We don’t have a clear answer to this question. The idea of “downstaging” a cancer with neoadjuvant (pre-operative) chemotherapy or chemo/radiation is appealing, but there isn’t clear evidence that it really works. In the recently published ChEST trial that randomized patients to surgery alone or pre-operative chemo with cisplatin/gemcitabine followed by surgery, the recipients of chemo prior to surgery were less likely to have received a pneumonectomy (17% vs. 25%) and more likely to have undergone a lobectomy (70% vs. 60%) . However, the SWOG 9900 trial, with the same design but different chemo (carbo/paclitaxel) revealed no difference in the pneumonectomy rates with or without pre-op chemo — equal at 17% in either case. So how might we explain these discrepant findings?
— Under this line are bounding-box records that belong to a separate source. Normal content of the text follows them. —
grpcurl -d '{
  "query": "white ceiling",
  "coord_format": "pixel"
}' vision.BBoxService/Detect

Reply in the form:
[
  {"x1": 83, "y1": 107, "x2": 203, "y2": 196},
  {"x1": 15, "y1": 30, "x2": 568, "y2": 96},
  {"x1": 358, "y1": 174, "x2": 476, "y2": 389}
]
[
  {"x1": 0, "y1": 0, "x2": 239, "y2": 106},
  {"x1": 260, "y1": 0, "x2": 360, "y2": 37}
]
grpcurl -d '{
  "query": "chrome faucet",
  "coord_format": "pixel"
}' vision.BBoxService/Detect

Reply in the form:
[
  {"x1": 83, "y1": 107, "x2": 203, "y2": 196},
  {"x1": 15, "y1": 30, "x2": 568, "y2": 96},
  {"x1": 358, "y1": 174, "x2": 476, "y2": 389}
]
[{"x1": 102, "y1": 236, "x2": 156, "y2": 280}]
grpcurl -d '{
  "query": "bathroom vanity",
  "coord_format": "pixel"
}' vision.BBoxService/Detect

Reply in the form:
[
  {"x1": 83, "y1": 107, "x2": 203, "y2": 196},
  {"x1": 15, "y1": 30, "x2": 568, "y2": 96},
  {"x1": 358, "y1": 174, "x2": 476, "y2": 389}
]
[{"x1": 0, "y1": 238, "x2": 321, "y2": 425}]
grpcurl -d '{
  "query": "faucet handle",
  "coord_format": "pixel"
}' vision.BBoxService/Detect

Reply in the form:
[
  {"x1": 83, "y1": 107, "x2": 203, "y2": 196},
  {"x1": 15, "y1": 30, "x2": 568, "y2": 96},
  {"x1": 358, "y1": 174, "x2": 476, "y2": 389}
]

Part of the explanation is likely that different surgeons have different : some have come to believe that a cancer is like a balloon, so that if it shrinks, you can presume that the new borders of the cancer don’t have extensions of viable cancer around them. If that’s the case, it should be possible to do a smaller surgery than you would have originally done — you can go from unresectable to resectable, or from needing a pneumonectomy to being able to receive lobecomy. But other surgeons believe that a responding cancer is more like as a puddle drying up in the sun: while the visible borders are tigher on repeat scans and even when directly visualized at surgery, you can’t be certain that there aren’t areas of living cancer beyond the visible cancer, extending out to where the cancer originally was. If that’s the case, you can’t pursue a less extensive surgery after pre-operative therapy if a person would have needed a pneumonectomy originally.

Therefore, the question of what surgery a patient actually gets is only partly a product of the surgery they appear to need on the most recent scans. We can’t rely on the potentially different rates of pneumonectomy vs. lobectomy being done to clarify whether all of the pneumonectomies were absolutely required or not. What we really need is a way to determine if the patients who were deemed to require a pneumonectomy that was then converted to a lobectomy do just as well as the patients who were anticipated to require a lobectomy from the beginning. But I don’t believe such data actually exist in the world at this time.

To give you a sense of how open this question is, I’ll share that I work with four excellent, board-certfied lung surgeons who work very well together but have their own different styles; in fact, with regard to this question, two of the four favor pursuing a smaller surgery after pre-operative therapy if a patient demonstrates a response to preoperative therapy, while the other two favor continuing with a plan of the original surgery that would have been required. And even with the same surgeon, we sometimes see differences. The surgeon who described his views on the case above favored pre-operative therapy to shrink the cancer for a patient we shared a few months ago who was going to need a pneumonectomy (and still did after the neoadjuvant chemo/radiation given), but for this more recent patient, the surgeon favored initial surgery with a pneumonectomy. In the more recent case, he wasn’t at all optimistic that the operative options would be better after chemo or chemo/radiation. He’s a great surgeon with terrific technical skills and good judgment, so to me these cases just illustrate how individualized patients and their cancers can be, with no “right way” for everyone, even with the same surgeon and team.